As grilhetas da justiça partidocrata e submissa ao capital estrangeiro, marcam-lhe o físico, mas abrem uma avenida para a sua mente vencer as barreiras do horizonte e nas nuvens industrializar versos de liberdade de imprensa, liberdade de expressão, oportunidades iguais e democracia-cidadã.
Só um grande líder se torna mártir político, em tão pouco tempo e, pese estar limitado num “covil de anacondas”, continua a amar e bater-se, não a favor dos poucos que têm milhões, mas dos milhões que têm pouco.
Saiba companheiro Lula da Silva, que a sua prisão ilegal, injusta e inconstitucional, baseada numa teoria aplicada a crimes hediondos, imprescritíveis e insusceptíveis de amnistia, como a Teoria do Domínio do Facto é acompanhada por uma grande franja de intelectuais e homens de direito em Angola e África com muita apreensão.
Os seus algozes, apenas leram citações, não a obra “Teoria do Domínio do Facto”, lançada em 1939, pelo alemão Hans Welzel e aprimorada, em 1963, por Claus Roxin, na obra Täterschaft und Tatherrschaft, mais virada, para julgar crimes hediondos como o genocídio.
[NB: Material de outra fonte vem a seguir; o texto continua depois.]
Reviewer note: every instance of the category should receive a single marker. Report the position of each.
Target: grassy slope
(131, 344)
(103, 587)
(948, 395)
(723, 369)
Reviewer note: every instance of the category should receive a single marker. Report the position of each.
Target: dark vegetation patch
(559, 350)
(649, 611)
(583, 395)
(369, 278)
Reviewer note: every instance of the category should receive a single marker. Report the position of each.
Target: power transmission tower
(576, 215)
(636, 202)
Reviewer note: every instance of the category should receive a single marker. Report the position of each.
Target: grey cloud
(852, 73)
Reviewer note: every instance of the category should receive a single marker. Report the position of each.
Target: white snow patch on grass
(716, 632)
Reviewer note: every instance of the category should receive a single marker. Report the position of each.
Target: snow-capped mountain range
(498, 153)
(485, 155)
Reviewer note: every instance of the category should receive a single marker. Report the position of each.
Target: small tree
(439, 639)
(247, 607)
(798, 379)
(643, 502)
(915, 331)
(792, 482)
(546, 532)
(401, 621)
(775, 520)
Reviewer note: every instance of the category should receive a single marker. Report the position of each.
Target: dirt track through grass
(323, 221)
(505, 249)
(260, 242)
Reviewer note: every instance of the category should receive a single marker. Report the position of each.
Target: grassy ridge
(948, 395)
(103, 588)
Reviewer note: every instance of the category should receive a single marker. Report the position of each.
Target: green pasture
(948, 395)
E, aqui a teoria considera, não ser mero participe, o mentor, o mandante, o chefe, que instiga o subordinado ao cometimento de actos ilícitos, contra os direitos humanos, contra a vida, mas face à relação de hierarquia e subordinação entre ambos, este não está isento, não sendo autor material, de culpabilidade, mas esta deve ficar provada, nos autos (as ordens), para não haver “sentença -adesão”, condenando sem provas suficientemente robustas, como recomenda o direito e bem, vulgariza, Claus Roxin, um dos pais deste conceito, vergonhosamente, mal aplicado, no Brasil.
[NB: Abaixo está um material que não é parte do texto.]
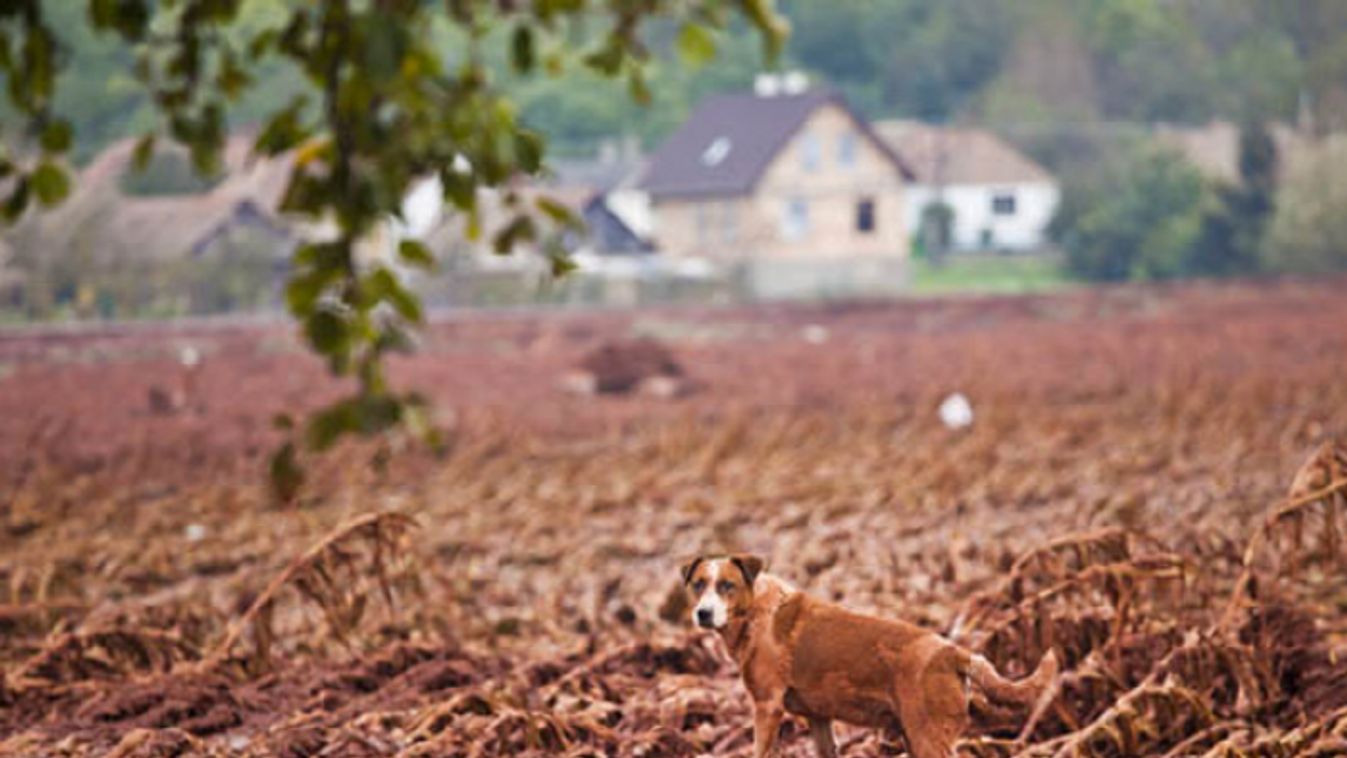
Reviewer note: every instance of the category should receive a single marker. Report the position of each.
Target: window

Por esta razão companheiro Lula, nós, irmãos angolanos e africanos, carimbados com séculos de injustiça, abomina-mos a que está a ser alvo, em pleno século XXI (numa clara demonstração de continuidade da escravatura e colonialismo) e, louvamos a sua inteligência, para perdoar os algozes, pois “eles não sabem o que fazem”.
Você, companheiro Lula é maior (como IDEIA) que todos eles ao destapar a farsa da maioria dos magistrados complexados e comprometidos com um sistema judiciário, que joga para a sarjeta a reputação e credibilidade, que ainda lhe sobrava, em muitos países subdesenvolvidos e em vias de desenvolvimento.
Seja forte, não vacile, pois a luta é contínua e a vitória terá o sabor da justiça da história.
Receba um forte abraço com calor angolano.»